Figure 4 – Visual Insights
Detection of Channel Interference
On a wireless network, interference is the opposite of performance. By changing the view to “interference” the visualization now highlights areas where the network interferes with itself. In addition, the APs and Channel selections responsible are highlighted clearly to quickly provide context and identify the source.
The 3D analyzer not only detects and alerts to these issues, but it also allows the administrators to safely model solutions in real time without making changes to the configurations in the physical world.
Figure 5 – Co-Channel Interference Detection
The system can detect multiple types of interferences (co-channel, adjacent-channel, neighbor), together with interferences coming from other floors. Here is a multi-floor 3D representation of coverage that could create interference.
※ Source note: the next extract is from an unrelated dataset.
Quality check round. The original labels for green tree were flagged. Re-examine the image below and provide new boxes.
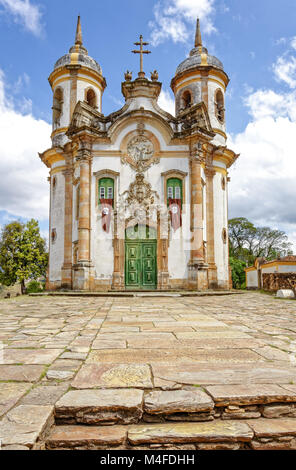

Figure 6 – Multi-floor coverage 3D visualization
High Ceiling Environment Analysis
High ceiling environments, such as a warehouse, constitute challenging use cases, often mis-treated in design practice. Increasingly, it is not enough to only provide good coverage at the floor level. With automation and operations taking users to all levels within the physical environment, it has become increasingly important to understand the effectiveness of coverage from the floor to the ceiling. A 2D map can show the RF at an assumed user level but visualizing the coverage at every level in between can become a chore. The 3D visualization not only displays this but will allow the visualization to show as a scan with 6-inch resolution in elevation slices. The resulting visualization allows the user to visualize different configurations and effective solutions based on the modeled environments data in terms of shelves, racks, boxes, and capacity levels.
Figure 7 – Warehouse view
The coverage predictions consider all these obstacles, together with the actual antenna data to provide holistic floor views. Optimal efficiency is not an accident, it is planned. Through the lifecycle of the network, plans can and do change. The 3D analyzer can help watch it for you.
Figure 8 – Warehouse point cloud view
Figure 9 – Automatic Elevation Scanner
The picture above shows an elevation scanning playback. It allows users to get insights about coverage at each elevation from floor to ceiling.
First Person View
Invoking the first-person view allows the administrator to step into the modeled environment and view it from the user plane. The constant telemetry readouts while moving through the environment and mousing over the deployed assets all lead to an unprecedented ability to understand the physical environment. All this without even getting in the car.
Figure 10 – First Person View
Antenna Propagation
Challenging high ceilings, or high-density environments often require specific antennas to achieve desired results. It can be difficult for many people to visualize how a particular antenna type will fit into the coverage environment. With the Cisco Wireless 3D Analyzer this becomes easy. The administrator can visualize the coverage patterns at all RSSI values and see how an angle could be optimized. Moreover, the administrator can check how a different antenna can provide the optimal solution to the challenge.
Figure 11 – Antenna propagation view
Being able to visualize changes to existing or new solutions within a known environment not only allows for quick assessments for fluid change management, but also provides a safe environment to build confidence and skills in the management staff. Wireless is much more fun when you can see it. By the way, you get all of this “before” ever setting a foot on the site.